Uhhh, if you lower the voltage doesn't the current go up? 9,000/208=43.26

No your formula is incorrect. You need to find the resistance of the heater at 240 volts and then use that with 208 volts in your calculation. Lower voltage equals lower current with a resisitive load.

 

[Dennis Alwon]

Trey- resistive heat works backwards from motor loads etc

Here is an example of how resisitance heat works using ohms law
Lets take a baseboard heater that is rated 2000 watts at 240V. What is the wattage rating @208 volts?
Our intuition says as the voltage increases the amps go down however that is not the case with resistance heat.


R= V^2 / P
R= 240^2/2000= 28.8
Since the resistance does not change we can now use this formula


P=V^2 / R
P= 208^2/ 28.8= 1502 watts


So a 2000 watt heater at 240V will be rated 1502 watts at 208V

75% of 2000 watts is 1500 watts-- pretty close

 

[oldsparky52]

9000*.75=6750

6750/208=32.45 amps @ 208.

 

[LarryFine]

Uhhh, if you lower the voltage doesn't the current go up? 9,000/208=43.26

Not for a constant-resistance load; the current varies with the voltage. A motor, on the other hand, tends to be a constant-power load, and the current would increase as the voltage lowers.

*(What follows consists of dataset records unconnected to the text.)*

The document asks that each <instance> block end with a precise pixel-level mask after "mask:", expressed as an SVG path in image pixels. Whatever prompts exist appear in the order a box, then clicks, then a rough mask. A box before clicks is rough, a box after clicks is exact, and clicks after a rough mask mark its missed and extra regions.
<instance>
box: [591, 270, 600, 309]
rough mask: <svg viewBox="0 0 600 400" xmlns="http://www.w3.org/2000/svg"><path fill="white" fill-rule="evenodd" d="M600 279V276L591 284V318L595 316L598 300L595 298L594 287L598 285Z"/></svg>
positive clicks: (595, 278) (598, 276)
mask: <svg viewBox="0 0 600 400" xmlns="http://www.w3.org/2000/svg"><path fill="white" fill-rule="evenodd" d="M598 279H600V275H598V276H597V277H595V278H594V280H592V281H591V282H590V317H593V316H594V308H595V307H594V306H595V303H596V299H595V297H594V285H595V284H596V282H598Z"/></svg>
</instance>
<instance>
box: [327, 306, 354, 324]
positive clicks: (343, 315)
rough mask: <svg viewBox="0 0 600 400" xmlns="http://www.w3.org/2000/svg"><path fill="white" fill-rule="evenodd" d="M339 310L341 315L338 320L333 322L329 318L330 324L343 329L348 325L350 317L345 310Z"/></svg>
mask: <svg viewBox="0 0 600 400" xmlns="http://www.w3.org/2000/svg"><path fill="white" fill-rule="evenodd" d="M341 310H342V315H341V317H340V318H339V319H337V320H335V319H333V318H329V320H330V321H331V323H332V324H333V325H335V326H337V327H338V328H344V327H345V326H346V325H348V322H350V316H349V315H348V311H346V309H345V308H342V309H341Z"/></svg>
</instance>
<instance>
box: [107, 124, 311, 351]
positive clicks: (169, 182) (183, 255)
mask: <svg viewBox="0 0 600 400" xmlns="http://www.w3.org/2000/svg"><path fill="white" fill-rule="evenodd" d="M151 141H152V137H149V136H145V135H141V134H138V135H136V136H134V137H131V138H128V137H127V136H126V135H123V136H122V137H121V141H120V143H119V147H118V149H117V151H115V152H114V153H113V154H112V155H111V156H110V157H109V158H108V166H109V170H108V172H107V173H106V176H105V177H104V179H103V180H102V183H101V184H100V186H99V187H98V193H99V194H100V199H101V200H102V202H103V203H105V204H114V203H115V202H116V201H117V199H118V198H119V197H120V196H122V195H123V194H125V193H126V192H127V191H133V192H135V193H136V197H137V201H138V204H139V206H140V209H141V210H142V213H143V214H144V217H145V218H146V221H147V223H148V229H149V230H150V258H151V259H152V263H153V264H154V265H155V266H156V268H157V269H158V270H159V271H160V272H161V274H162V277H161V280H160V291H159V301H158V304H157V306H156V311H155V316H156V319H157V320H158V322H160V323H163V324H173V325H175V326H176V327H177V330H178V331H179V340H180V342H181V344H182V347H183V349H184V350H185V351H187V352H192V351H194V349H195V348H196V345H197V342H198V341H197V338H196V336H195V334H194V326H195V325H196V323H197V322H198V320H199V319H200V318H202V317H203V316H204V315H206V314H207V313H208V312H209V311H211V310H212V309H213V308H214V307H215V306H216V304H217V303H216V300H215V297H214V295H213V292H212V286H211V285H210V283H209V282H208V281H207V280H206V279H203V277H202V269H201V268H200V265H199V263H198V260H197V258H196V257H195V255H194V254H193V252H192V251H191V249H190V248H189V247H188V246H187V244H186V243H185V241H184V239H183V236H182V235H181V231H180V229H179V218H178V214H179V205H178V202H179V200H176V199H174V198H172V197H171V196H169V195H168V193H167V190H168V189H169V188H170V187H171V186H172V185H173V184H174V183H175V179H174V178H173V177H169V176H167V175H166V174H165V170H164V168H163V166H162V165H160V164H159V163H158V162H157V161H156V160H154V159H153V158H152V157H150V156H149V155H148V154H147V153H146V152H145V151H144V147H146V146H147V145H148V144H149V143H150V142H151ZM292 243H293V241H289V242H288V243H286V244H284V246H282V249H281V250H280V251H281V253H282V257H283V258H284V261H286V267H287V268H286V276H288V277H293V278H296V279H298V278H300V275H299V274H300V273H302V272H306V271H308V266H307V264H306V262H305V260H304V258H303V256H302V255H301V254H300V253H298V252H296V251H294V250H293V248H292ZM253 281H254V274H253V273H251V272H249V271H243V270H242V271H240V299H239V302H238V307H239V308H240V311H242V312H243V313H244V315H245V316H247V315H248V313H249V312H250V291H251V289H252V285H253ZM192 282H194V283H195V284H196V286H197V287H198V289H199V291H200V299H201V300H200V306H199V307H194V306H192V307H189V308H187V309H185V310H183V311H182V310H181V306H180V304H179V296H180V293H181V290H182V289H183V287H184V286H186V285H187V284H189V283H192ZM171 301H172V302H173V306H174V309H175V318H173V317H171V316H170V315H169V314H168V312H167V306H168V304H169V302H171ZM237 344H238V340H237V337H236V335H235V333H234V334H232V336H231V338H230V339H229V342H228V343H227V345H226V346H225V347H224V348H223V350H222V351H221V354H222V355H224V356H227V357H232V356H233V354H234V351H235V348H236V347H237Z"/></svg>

Now, if you designed and built a new element to maintain the same heating power (wattage) on the lower voltage, its resistance would be lower, resulting in the expected increase in current.

 

[Jraef]

Uhhh, if you lower the voltage doesn't the current go up? 9,000/208=43.26

In a resistive load where the resistance remains the same, the lower voltage results in a lower wattage.

P (watts) = E (voltage)² / R (ohms)

Since you already have the heater, the R is already existing and stays the same.

If you bought a NEW heater designed as 9000W at 208V, then the R would be lower in order to attain the same watts and the current would be higher.

 

[GoldDigger]

Same if you replace the 240V elements in the heater with 208V elements (if available) or change the tap connection on dual voltage elements.

Sent from my XT1585 using Tapatalk

 

[Trey4U]

Thanks to all for the education.

 

[Dennis Alwon]

Thanks to all for the education.

Good thing you replied otherwise you may have gotten 20 other posts of the same thing with variations....

 

[don_resqcapt19]

I always use a variation of P= E²R to solve these problems.
(new voltage/old voltage)² (original wattage)/(new voltage)
(208/240)² (9000)/208
0.75111(9000)/208
6760/208
32.5 amps